Cronaca locale

Movida o moschea? La casa vale il 10% in meno

Disordine, rumore e strade trasformate in casbah. La città multietnica e «sregolata» non produce solo conflitti culturali e problemi di integrazione. Il rischio è che a rimetterci siano anche le tasche dei cittadini, gli «indigeni milanesi» che da decenni vivono in case e strade che non si riconoscono più. E che perdono continuamente valore. Soprattutto nelle «banlieue» e nei quartieri popolari.
Le spinte migratorie, e le invasioni progressive di intere vie o quartieri hanno avuto effetti opposti sul mercato immobiliare. Lo spiega il presidente della Fiaip, la Federazione italiana degli agenti immobiliari professionali, Marco Grumetti: «Nei primi anni gli immigrati, soprattutto cinesi, compravano al prezzo pattuito, senza fiatare, anche case vecchie ed esteticamente superate». I prezzi sono anche saliti. Tutto bene finché il credito era aperto. Ora gli italiani scappano da certe zone, ma gli immigrati non hanno liquidità. E il meccanismo si è invertito. Anche per le dinamiche di finanziamento delle compravendite immobiliari: «Con i risparmi - dice Grumetti - si coprono appena le spese notarili e d’agenzia. Tutto il resto dovrebbe essere coperto da mutuo». Dovrebbe, perché «c’è una restrizione del credito, e i mutui arrivano all’80 per cento. Poi le perizie bancarie sono sempre molto prudenziali, il 10-20 per cento in meno». Che succede? «Che nella migliore delle ipotesi si deve svendere - spiega Grumetti - si abbassa il prezzo del 10 per cento o più. Altrimenti non si riesce proprio a vendere, per quanto si possa scendere col prezzo. I cartelli vendesi si moltiplicano, però ingialliscono alla pioggia e al sole». Niente da fare: «Stagnazione».
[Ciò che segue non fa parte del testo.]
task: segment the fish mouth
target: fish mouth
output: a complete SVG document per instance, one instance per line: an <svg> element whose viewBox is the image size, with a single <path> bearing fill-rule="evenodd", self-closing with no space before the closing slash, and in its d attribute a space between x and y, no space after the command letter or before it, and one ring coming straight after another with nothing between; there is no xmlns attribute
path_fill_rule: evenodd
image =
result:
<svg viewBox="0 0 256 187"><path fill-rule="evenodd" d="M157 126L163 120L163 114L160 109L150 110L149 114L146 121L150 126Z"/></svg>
Gli esempi non mancano. Sono i classici: «Si è assistito alla proliferazione di cartelli vendesi in viale Jenner per il fenomeno dei musulmani, ma lo stesso era accaduto in via Sarpi o nella prima parte di via Padova. Il primo segnale è quella giungla di parabole orientate verso i canali satellitari dei Paesi d’origine». «L’ideale - osserva ancora il presidente degli agenti immobiliari - sarebbe distribuire i flussi su tutto il territorio, ma invece tendono ad agglomerarsi, e questo è un disastro». Tecnicamente: «Gli immobili teoricamente valgono ancora 100 ma nessuno li acquista più neanche a 80, è anche difficile quantificare il deprezzamento». Senza contare fenomeni malavitosi veri e propri, o insediamenti abusivi, o campi rom. «Allora è l’apocalisse - osserva Grumetti - comunque non si tratta di discriminazione. Spesso di abitudini, rumori, odori, orari diversi che producono una reazione. Basti pensare alla questione dei centri di preghiera».
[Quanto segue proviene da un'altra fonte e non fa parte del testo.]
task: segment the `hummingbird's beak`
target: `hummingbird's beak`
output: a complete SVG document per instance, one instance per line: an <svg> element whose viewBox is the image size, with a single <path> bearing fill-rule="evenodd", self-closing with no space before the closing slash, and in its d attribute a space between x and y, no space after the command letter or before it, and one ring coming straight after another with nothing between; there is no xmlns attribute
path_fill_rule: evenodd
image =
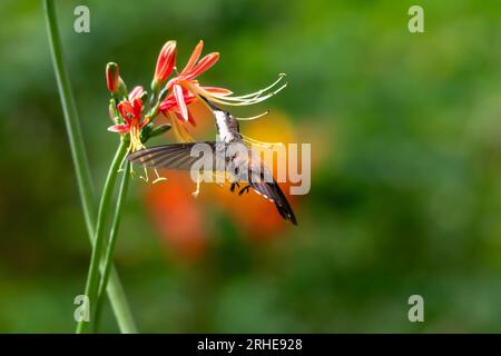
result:
<svg viewBox="0 0 501 356"><path fill-rule="evenodd" d="M202 100L205 101L205 103L208 105L208 107L213 110L213 111L223 111L222 109L219 109L218 107L216 107L214 103L212 103L210 101L208 101L204 96L198 96Z"/></svg>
Conferma queste dinamiche Achille Colombo Clerici, presidente di Assoedilizia: «Fenomeni del genere comportano un calo di valore degli immobili del 10-15 per cento, per famiglie che hanno comprato a prezzo intero». Vittime di condizioni ambientali: «Rumori, prostituzione, mercati, movida, graffiti, chioschi e manifestazioni di ogni tipo. Fattori che sfuggono al controllo. La quiete, il riposo notturno, una vita ordinata nelle città è un valore. Invece la gente è costretta a scappare». Soprattutto quando i fattori esterni si combinano con quelli interni: «Una tipologia preordinata al degrado è il condominio in zona popolare. Un soggetto poco reattivo. Incapace di deliberare migliorie, innovazioni.

Se è mal frequentato e ingessato l’unico esito è un “destino americano”: il degrado fino all’abbattimento dello stabile».